From Door To Door To 200,000 Square Feet Of Success: The Darvin Furniture Story


Some mornings, Steve and Marty Darvin will slip in early to their offices, at the back of Darvin Furniture & Mattress’s 200,000 square foot retail center, not because anything’s particularly pressing but because, well, wouldn’t you? For the two brothers, now in their 70s, just walking through the massive space, still sparkling and quiet before the crowds of shoppers arrive, perhaps plumping a pillow here or straightening a lampshade there, is a thrill and a gratification after a lifetime building the family business.

Loaded to the gills with fast-moving furniture, lighting, and bedding, the Darvin retail center in greater Chicago is one of the top-performing single locations in the entire furniture industry, doing an estimated $95 million in sales this previous year alone. It’s quite a revelation for a company that started with Steve and Marty’s grandfather, Louis, going door to door in the 1920s to take orders (a necessity since he didn’t yet have a shop to his name).

“Even though he didn’t have a store, what he had was an ability to speak the language of the customers he served. Not long ago, I spoke with some customers, now in their 80s,” says Steve, “who recall him coming by when they were kids, selling his wares. And they remember their parents saying how, when times got hard in the ‘30s, that he would never take their money if it meant not putting food on the table. ‘Pay me when you can, but feed your family first’ was his watchword, we’ve been told, in those days.”

Once Louis’s son (Steve and Marty’s father, Dave Darvin) joined the business, he prodded his reluctant dad to open Darvin’s first showroom, in Chicago’s West Pullman neighborhood. Soon, Dave was bringing his sons, Steve and Marty, in to do “practically any job you can think of—office work, delivery, sales, washing windows…” says Marty. “This gave us hands-on training, of course, but also afforded us the chance to see our father in action, how he took care of his customers and, maybe even more striking, how he respected his employees.”

The two brothers, who remain as close as ever, as partners and friends, after all these years, aren’t all that big on looking back, however, although they could with justifiable pride. “What we’re proudest of right now,” says Steve, “is how the next chapter of Darvin has begun to unfold, with us transitioning the company to employee ownership [via an ESOP] and the arrival of Will Harris, our first outside President, taking us beyond where we’ve gone before.”

One of the reasons Harris is simpatico with the Darvin brothers is that he himself comes from a fourth-generation family furniture business in his native New Hampshire, from which he relocated to join the Darvin operation. “Will has that background, and knows the importance of a family culture.
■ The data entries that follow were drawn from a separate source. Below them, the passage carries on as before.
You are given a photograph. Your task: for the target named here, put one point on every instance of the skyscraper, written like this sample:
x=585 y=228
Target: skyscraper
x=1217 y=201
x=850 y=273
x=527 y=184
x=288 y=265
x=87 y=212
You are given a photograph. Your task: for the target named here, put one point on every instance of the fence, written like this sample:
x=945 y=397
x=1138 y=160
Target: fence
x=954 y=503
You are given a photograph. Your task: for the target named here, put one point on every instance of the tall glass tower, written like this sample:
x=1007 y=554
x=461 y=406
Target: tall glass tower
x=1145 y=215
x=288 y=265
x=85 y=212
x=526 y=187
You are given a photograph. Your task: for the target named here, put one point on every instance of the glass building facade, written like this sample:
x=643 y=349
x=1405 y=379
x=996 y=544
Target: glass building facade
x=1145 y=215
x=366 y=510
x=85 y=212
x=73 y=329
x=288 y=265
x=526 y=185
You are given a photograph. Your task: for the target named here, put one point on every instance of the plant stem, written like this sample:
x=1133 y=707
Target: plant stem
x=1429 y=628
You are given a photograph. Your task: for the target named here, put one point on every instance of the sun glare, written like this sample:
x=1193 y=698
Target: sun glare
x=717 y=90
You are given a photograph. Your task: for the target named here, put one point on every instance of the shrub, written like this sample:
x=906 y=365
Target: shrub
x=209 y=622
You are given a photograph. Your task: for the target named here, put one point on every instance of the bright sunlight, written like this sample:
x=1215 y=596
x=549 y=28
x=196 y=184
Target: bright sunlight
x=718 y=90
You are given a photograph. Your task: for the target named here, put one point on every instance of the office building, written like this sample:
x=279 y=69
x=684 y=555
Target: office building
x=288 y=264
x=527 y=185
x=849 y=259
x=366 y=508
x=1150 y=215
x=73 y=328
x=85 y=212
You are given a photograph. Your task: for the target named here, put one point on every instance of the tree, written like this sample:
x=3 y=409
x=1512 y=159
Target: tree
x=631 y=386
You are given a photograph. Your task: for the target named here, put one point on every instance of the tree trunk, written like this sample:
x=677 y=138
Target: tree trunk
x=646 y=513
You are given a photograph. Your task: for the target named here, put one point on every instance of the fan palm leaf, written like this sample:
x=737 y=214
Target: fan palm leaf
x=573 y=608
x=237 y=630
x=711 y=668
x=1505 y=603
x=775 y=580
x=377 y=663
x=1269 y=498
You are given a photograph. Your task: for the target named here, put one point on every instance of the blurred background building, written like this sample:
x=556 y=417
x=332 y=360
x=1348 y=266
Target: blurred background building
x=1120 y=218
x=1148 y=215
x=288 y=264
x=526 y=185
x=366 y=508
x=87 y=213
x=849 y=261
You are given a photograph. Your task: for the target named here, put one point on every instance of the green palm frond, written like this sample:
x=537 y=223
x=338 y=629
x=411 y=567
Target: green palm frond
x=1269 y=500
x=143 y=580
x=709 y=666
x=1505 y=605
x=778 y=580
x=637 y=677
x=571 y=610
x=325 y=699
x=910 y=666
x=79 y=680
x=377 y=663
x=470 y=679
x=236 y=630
So there’s almost a shorthand we share, you could say, a deep, deep mutual understanding. We’re excited at Will’s new initiatives and the prodding he does to get us going places we haven’t before.”

As far as the ESOP, “with neither of us having children going into the business, our employees were starting to worry about the future,” says Marty. “And we didn’t want to sell out to some conglomerate that might change the culture that is so precious to us and precious to our employees as well. So making the employees into owners was the solution to that. And having Will at the helm reinforces that because of his core philosophy.” (Author’s disclosure: I have provided customer experience assistance to Darvin.)

What is that core Will Harris philosophy? First and foremost, it’s a devotion to behavioral development and training. “My goal, always, is to have each individual at Darvin be able to perform at a higher level, to be able to offer an ever-increasing amount of their own special talents.” For example, with the new darvin.com eCommerce initiative, while the expected approach might be to recruit from outside the company, “we found a person internally who demonstrated the aptitude for this kind of initiative who has now taken the reins and run with it.”

Harris is also a proponent of making the most of Darvin’s unusual single-location approach. “Truth be told, there’s enough volume here to split into maybe a dozen smaller stores, but you’d lose so much with that approach,” he explains. “Having the one location means more control, more communication directly with our warehouse, with our marketing team, our buyers, our administrators, fewer layers of management…” It also fits well with one thing that makes Darvin unique: Their inspection of every piece of furniture before it goes on a truck to the final customer. “We don’t deliver in the original bag or box like our competitors generally do. We have a very integrated inspection system, currently utilizing three inspectors and five to six touches. It’s really a different experience when a customer gets furniture from us that has been opened, inspected, and blanket-wrapped before it gets on that truck heading out to their neighborhood.”

In the spirit, you could say, of door-to-door grandpa Louis Darvin, still covering the neighborhood house by house, and still watching out for his customers.